Purpose To identify the optimal threshold in 18 F-fluoromisonidazole (FMISO) PET images to accurately locate tumor hypoxia by using electron paramagnetic resonance imaging (pO 2 EPRI) as ground truth for hypoxia, defined by pO 2 ≤ 10 mmHg. Methods Tumor hypoxia images in mouse models of SCCVII squamous cell carcinoma ( n = 16) were acquired in a hybrid PET/EPRI imaging system 2 h post-injection of FMISO. T2-weighted MRI was used to delineate tumor and muscle tissue. Dynamic contrast enhanced (DCE) MRI parametric images of K trans and v e were generated to model tumor vascular properties. Images from PET/EPR/MRI were co-registered and resampled to isotropic 0.5 mm voxel resolution for analysis.
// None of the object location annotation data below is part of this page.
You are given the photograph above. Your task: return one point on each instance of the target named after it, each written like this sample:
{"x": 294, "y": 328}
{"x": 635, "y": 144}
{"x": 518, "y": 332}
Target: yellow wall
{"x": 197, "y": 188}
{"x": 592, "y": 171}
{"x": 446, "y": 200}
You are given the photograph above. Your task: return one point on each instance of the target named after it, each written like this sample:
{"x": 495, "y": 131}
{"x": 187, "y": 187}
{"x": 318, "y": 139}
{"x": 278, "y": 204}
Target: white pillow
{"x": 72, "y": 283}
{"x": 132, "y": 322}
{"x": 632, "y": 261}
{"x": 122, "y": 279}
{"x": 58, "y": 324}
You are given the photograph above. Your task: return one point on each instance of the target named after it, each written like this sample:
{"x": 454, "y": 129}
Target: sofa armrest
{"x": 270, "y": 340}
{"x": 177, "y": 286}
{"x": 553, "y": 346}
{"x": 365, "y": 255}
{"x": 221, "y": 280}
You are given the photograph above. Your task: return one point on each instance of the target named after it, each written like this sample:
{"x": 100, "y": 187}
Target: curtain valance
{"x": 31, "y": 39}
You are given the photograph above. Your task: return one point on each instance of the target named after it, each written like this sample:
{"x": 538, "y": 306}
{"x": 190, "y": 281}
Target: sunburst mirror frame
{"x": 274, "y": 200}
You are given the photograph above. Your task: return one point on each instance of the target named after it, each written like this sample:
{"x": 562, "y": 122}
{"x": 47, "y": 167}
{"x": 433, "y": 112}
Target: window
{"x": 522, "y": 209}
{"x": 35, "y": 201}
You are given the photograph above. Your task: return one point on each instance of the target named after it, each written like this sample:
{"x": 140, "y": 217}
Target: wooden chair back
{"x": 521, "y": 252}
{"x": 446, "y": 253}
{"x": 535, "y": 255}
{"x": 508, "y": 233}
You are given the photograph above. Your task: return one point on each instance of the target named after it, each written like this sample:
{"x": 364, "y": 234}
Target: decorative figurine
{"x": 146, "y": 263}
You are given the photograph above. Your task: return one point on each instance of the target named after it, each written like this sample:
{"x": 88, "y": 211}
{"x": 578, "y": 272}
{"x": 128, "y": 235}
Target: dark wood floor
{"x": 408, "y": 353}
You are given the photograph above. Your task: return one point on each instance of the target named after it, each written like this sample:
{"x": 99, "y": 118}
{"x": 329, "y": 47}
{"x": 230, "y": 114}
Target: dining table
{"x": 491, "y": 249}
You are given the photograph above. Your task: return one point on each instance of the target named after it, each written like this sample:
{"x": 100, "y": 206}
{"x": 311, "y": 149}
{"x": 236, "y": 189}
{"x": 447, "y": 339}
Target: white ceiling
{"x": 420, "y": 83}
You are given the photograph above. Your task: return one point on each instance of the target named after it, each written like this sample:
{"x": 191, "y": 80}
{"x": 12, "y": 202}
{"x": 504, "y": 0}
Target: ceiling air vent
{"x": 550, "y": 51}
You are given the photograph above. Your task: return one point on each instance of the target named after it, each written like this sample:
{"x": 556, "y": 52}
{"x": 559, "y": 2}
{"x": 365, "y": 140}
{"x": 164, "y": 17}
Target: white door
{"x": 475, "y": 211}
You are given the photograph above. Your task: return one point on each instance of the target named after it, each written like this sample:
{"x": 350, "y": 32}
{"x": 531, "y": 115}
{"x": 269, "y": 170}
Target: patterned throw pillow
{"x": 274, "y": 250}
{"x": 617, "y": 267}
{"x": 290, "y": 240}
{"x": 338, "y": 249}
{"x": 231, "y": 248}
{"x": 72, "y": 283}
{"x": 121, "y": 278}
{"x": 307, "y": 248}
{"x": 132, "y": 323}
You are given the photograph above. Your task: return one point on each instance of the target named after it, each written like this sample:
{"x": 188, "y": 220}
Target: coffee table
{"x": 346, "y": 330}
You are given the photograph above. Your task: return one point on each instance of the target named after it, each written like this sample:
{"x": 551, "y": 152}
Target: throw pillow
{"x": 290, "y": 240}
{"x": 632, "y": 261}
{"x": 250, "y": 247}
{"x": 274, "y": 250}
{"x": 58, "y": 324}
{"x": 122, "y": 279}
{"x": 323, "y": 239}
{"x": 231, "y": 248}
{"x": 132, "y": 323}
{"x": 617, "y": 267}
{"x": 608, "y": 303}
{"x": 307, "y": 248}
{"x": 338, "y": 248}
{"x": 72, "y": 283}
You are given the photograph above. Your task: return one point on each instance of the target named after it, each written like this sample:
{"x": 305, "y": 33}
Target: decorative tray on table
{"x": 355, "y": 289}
PET images were converted to standardized uptake value (SUV) and tumor-to-muscle ratio (TMR) units. FMISO uptake thresholds were evaluated using receiver operating characteristic (ROC) curve analysis to find the optimal FMISO threshold and unit with maximum overall hypoxia similarity (OHS) with pO 2 EPRI, where OHS = 1 shows perfect overlap and OHS = 0 shows no overlap. The means of dice similarity coefficient, normalized Hausdorff distance, and accuracy were used to define the OHS. Monotonic relationships between EPRI/PET/DCE-MRI were evaluated with the Spearman correlation coefficient ( ρ ) to quantify association of vasculature on hypoxia imaged with both FMISO PET and pO 2 EPRI. Results FMISO PET thresholds to define hypoxia with maximum OHS (both OHS = 0.728 ± 0.2) were SUV ≥ 1.4 × SUV mean and SUV ≥ 0.6 × SUV max . Weak-to-moderate correlations (| ρ |< 0.70) were observed between PET/EPRI hypoxia images with vascular permeability ( K trans ) or fractional extracellular-extravascular space ( v e ) from DCE-MRI. Conclusion This is the first in vivo comparison of FMISO uptake with pO 2 EPRI to identify the optimal FMISO threshold to define tumor hypoxia, which may successfully direct hypoxic tumor boosts in patients, thereby enhancing tumor control.